Date: 2013-05-07 09:27 pm (UTC)
jazzfish: Jazz Fish: beret, sunglasses, saxophone (Jazz Fish)
From: [personal profile] jazzfish
Oh, jeez. :( That sounds horrendous. My sympathies. And agreeing with everyone else who's agreeing with the 'upper limit' idea.

Date: 2013-05-07 10:46 pm (UTC)
From: [identity profile]
I am very sorry these things are happening.

Date: 2013-05-07 11:36 pm (UTC)
From: [identity profile]
Per the update, do you need someone to look in on your cat while you both are away?

Date: 2013-05-07 11:40 pm (UTC)
From: [identity profile]
Oh... thanks, but Ada should be fine. Amy's planning to come back after a couple of days.

Date: 2013-05-07 11:36 pm (UTC)
From: [identity profile]
I have space in Sidney.

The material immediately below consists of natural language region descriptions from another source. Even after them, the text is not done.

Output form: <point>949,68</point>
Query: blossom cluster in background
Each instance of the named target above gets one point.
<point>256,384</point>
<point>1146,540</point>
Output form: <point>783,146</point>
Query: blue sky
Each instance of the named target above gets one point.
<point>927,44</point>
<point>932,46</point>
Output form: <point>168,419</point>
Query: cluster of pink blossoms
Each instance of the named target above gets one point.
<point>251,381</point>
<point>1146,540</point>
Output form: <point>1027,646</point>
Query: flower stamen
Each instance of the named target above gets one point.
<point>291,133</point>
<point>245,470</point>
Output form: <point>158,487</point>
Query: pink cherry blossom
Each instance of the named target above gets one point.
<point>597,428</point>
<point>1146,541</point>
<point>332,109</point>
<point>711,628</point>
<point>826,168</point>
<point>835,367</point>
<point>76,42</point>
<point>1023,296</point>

I can help make it yours if needed. Alisa also has space in Sidney, I am SURE that she would be accommodating.

Email me if you think you need/want it.

Date: 2013-05-08 12:49 am (UTC)
From: [identity profile]
My thoughts are with your family, Jason. It will get better, even if that does not look possible at all right now.

Date: 2013-05-08 01:39 am (UTC)
From: [identity profile]
alas i have nothing of importance to assist the situation, all i can say is i'm sorry you have to go through this and don't have any blood relatives to assist.

it's a crap situation. if there's anything you or amy can think of that i can do to help out, just let me know.

Date: 2013-05-08 05:27 pm (UTC)
From: [identity profile]
Wow. This all sounds very rough. You have my best wishes for things going as smoothly as they can.

Date: 2013-05-09 01:41 am (UTC)
From: [identity profile]
Just catching up on all of this. I have nothing to say, really, except that I'm so sorry. Nobody should have to deal with this. I wish you peace at the end of the process, anyway.